When longtime CBS Evening News anchor Walter Cronkite, on-air from 1962 to 1981, was described in a contemporary poll as “the most trusted man in America,” the Gallup organization began surveying public attitudes toward the news media.
They found that a large majority of respondents trusted journalists to report the news “fully, accurately and fairly.” In 1976, that approval reached an all-time high of 72 percent.
In the decades since, however, an increasing number of Americans have stopped believing that they can trust the press. By 2015, approval of the Fourth Estate had dropped to 40 percent, and when Gallup did its most recent survey in September 2022, it had fallen to 34 percent — with 28 percent saying they had “not very much trust” in the media and 38 percent saying they had “none at all.”

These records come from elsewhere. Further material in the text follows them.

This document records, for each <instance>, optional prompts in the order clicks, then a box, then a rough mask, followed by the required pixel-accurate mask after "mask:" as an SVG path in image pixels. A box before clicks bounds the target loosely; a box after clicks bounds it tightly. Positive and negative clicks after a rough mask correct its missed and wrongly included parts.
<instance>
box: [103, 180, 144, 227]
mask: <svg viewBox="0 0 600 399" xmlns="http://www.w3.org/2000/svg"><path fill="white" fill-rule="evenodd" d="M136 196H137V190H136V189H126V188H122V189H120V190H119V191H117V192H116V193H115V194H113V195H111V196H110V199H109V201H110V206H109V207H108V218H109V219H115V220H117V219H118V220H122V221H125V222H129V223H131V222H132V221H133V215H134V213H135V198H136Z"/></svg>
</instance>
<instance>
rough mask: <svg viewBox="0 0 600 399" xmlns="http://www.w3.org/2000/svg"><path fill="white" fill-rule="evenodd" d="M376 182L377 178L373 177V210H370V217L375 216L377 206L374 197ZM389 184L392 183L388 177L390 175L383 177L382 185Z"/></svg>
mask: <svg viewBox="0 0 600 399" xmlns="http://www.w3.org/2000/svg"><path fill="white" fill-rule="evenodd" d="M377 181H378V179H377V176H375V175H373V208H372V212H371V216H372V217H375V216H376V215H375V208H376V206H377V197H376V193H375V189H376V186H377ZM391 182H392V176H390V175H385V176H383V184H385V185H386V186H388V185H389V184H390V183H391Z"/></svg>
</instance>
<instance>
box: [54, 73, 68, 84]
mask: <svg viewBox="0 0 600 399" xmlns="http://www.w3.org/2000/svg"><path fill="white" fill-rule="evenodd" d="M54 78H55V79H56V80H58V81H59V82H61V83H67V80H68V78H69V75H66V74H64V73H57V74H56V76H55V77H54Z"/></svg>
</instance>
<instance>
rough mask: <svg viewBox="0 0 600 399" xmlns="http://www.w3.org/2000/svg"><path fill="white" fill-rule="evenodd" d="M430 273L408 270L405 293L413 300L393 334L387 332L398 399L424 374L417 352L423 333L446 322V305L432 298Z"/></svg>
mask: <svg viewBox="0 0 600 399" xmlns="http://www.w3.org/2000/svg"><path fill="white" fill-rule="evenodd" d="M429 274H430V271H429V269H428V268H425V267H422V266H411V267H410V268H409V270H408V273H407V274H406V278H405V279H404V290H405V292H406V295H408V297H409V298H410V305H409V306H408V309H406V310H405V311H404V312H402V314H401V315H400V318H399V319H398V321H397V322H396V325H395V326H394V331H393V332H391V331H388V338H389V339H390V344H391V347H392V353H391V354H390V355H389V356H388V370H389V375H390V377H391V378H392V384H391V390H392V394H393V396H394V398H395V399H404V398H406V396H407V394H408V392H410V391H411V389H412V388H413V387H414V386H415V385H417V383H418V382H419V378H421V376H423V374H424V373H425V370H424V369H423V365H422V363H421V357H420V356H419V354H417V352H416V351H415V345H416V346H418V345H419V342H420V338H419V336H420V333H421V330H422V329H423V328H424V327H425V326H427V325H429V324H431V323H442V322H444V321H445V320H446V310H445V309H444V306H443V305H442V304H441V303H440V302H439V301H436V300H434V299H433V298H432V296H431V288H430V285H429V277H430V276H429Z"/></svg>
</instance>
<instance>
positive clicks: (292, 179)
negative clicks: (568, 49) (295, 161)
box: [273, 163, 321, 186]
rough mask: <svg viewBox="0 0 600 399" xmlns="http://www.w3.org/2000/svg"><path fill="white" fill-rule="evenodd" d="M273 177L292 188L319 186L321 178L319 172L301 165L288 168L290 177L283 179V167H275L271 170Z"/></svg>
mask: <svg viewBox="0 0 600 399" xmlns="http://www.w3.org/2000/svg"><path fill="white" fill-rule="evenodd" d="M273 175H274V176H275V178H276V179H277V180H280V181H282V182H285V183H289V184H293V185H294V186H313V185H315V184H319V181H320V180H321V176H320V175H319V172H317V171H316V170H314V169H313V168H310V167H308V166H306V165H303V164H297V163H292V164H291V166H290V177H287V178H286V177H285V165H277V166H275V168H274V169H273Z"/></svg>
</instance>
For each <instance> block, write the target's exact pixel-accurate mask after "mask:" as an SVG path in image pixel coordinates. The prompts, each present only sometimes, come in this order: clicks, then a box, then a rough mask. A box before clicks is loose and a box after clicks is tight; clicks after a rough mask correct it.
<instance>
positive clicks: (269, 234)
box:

The reason for this precipitous decline in public trust is not hard to discover. Over time, a preponderance of those who report and shape the news appear to have ceased believing that “objectivity” should even be a goal of their industry or that the Gallup metric of reporting the news “fully, accurately and fairly” has any utility whatsoever.
A prime example of this apparent new conception of the journalistic mission can be found in a January 2022 report, “Beyond Objectivity,” written by former Washington Post editor Leonard Downie and former CBS News president Andrew Heyward. Both are currently professors of journalism at Arizona State University.
Their report, based on dozens of interviews with “news leaders, journalists and other experts,” states at the outset their central premise that objectivity in journalism is “outmoded.” They later describe it as a “journalistic concept that has lost its relevance.”
Their interviewees almost uniformly endorse this viewpoint. Quite typical is the editor-in-chief of the San Francisco Chronicle, who told the authors that a consensus among younger journalists is, “We got it all wrong. We are the problem. Objectivity has got to go.”
In their report’s conclusion, Downie and Heyward call for a fresh vision of journalism that “replaces outmoded objectivity with a more relevant articulation of journalistic standards.”
So, what might this new media landscape look like, and what dangers might it entail? Have most journalists ceased to be dispassionate gatherers of facts who seek to cover all aspects of a political story while allowing those facts to be the chief determinants of their conclusions?
Do they instead see themselves as committed activists, serving not objective truth but a preordained “narrative” that advances a specific agenda, which they view not just as journalistically correct but morally superior?
And do those who believe this also see those who espouse different views not as inadequate journalists but as moral inferiors and purveyors of potentially dangerous misinformation?
Anyone who even casually channel-surfs network and cable news on television or contrasts the viewpoints of, say, mainstream media giants such as the New York Times and the New York Post, or the Washington Post and the Washington Times, can see there is nothing clandestine about their biases.
CNN and MSNBC are as unapologetically left-wing as Fox News is right-wing. Yet, far from adding up to a healthy balance, many news outlets seem to reflect the doctrines espoused by Downie and Heyward in “Beyond Objectivity.”
The profound dangers implicit in this brave new journalistic world are readily seen in the swirling controversies surrounding internet platforms such as Google, Facebook, Twitter and TikTok.
These social media giants’ involvement in the efforts of interested parties — ominously including our own government — to suppress, “cancel” or even punish those with viewpoints deemed to be undesirable is deeply troubling.
The threat to the constitutional cornerstone that is the First Amendment is too obvious to need restatement. To some, the specter of a controlled media environment that tolerates and enforces just one political viewpoint or narrative is alarming. Yet to others, the very idea amounts to unrealistic fearmongering.
Nonetheless, the striking technological advances that have dangerously empowered totalitarian states such as China and Russia to enhance their capacities to control their own people should give pause to those who say George Orwell’s classic novel 1984 has no relevance to this generation.
Caution should be advised to those who would insist, “It couldn’t happen here.” It may already be happening.
William Moloney is a senior fellow at Colorado Christian University’s Centennial Institute, who has studied at Oxford and the University of London and received his doctorate from Harvard University. He is a former Colorado Commissioner of Education.